On déposait récemment un projet de loi visant à modifier la Loi sur le droit d’auteur (la «LDA»), afin d’en retirer le concept de droits d’auteur de la «Couronne» (c.-à-d. le gouvernement).
Le projet de loi C-209 propose en effet de modifier l’article 12 de la LDA, lequel dit jusqu’à maintenant, relativement aux œuvres créées par le gouvernement (ou, dans le jargon législatif, «Sa Majesté» – oui, vraiment):
12 Sous réserve de tous les droits ou privilèges de la Couronne, le droit d’auteur sur les œuvres préparées ou publiées par (…) Sa Majesté ou d’un ministère du gouvernement, appartient, sauf stipulation conclue avec l’auteur, à Sa Majesté…
Le projet C-209 amenderait cet article pour plutôt dorénavant prévoir que:
12 Sous réserve de tous les droits ou privilèges de la Couronne, il n’existe pas de droit d’auteur sur les œuvres préparées ou publiées par (…) Sa Majesté ou un ministère du gouvernement.
En somme, le Canada se débarrasserait donc de la possibilité pour le gouvernement de prétendre posséder des droits d’auteur quant à ce qu’il crée, comme c’est le cas aux États-Unis. Une fois ce projet de loi adopté, tout ce qui émane d’un gouvernement (incluant ses organismes subalternes comme les municipalités) ferait donc de facto dorénavant partie du domaine public.

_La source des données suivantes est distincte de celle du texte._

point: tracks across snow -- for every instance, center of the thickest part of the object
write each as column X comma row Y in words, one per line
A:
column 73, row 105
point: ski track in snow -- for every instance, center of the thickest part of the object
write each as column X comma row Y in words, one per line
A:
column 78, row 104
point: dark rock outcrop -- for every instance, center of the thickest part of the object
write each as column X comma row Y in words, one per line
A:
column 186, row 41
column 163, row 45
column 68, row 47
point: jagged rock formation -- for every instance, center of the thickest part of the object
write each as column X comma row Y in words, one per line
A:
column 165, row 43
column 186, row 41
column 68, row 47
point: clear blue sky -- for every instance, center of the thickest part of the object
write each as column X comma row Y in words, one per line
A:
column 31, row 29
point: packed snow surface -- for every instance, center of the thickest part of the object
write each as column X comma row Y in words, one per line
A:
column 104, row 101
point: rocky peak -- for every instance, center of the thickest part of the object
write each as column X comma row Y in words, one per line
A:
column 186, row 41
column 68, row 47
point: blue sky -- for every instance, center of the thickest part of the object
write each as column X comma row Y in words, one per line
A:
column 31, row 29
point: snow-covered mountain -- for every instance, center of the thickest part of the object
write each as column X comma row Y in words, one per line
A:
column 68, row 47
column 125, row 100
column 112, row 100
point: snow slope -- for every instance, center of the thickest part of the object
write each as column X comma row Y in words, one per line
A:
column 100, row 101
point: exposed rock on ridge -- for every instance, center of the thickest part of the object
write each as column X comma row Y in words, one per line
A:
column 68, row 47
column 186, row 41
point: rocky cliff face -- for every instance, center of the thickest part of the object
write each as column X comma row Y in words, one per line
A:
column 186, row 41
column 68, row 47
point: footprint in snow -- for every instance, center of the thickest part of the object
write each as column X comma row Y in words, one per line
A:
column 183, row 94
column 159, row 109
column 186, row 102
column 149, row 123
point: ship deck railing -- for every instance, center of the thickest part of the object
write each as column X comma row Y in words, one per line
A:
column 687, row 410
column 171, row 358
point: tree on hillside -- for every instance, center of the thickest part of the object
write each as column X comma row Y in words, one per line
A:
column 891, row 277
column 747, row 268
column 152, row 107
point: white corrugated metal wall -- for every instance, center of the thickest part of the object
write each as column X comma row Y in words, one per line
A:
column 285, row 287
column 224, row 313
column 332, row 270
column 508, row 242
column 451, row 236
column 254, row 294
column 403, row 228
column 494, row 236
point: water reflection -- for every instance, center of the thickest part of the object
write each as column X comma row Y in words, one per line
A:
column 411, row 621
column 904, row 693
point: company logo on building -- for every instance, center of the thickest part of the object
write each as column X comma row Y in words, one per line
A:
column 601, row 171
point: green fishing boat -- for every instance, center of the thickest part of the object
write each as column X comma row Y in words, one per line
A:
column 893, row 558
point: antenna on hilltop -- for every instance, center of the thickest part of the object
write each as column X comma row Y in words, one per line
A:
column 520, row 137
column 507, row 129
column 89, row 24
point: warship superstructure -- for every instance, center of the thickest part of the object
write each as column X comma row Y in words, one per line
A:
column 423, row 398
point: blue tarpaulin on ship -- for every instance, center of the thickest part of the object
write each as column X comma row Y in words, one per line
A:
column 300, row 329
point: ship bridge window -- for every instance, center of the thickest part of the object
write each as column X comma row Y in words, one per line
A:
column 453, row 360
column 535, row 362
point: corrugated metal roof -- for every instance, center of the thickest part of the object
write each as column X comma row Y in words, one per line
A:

À noter que l’article 12 (actuel et envisagé) s’applique d’ailleurs non seulement à ce que nos fonctionnaires créent, mais aussi à tout ce que des tiers (notamment des fournisseurs du gouvernement) peuvent concevoir «par l’entremise, sous la direction ou la surveillance» du gouvernement — une expression encore relativement mal balisée par la jurisprudence. Généralement, jusqu’à maintenant, si le gouvernement confie à une entreprise la tâche de créer quelque chose pour lui, ce sera le gouvernement qui disposera des droits d’auteur quant aux œuvres visées.
Au Québec, il est intéressant de noter que le gouvernement pourrait se voir (en quelque sorte) couper l’herbe sous le pied, lui qui prétend généralement avoir droit d’empêcher toute reproduction et utilisation des documents gouvernementaux de toute nature. La norme adoptée au Québec (en vertu de la Loi sur les services gouvernementaux aux ministères et organismes publics) pourrait donc devenir largement caduque.
À l’avenir (avec l’adoption éventuelle de ce projet de loi), tout ce que produit comme œuvre le gouvernement pourrait bien s’avérer susceptible de reproduction et de réutilisation, ce qui, il faut bien l’avouer, est plutôt logique.
Le projet de loi fédéral C-2019 a été déposé (en première lecture) le 19 février dernier. Reste à voir ce qu’il en adviendra, si jamais le processus législatif finit par reprendre.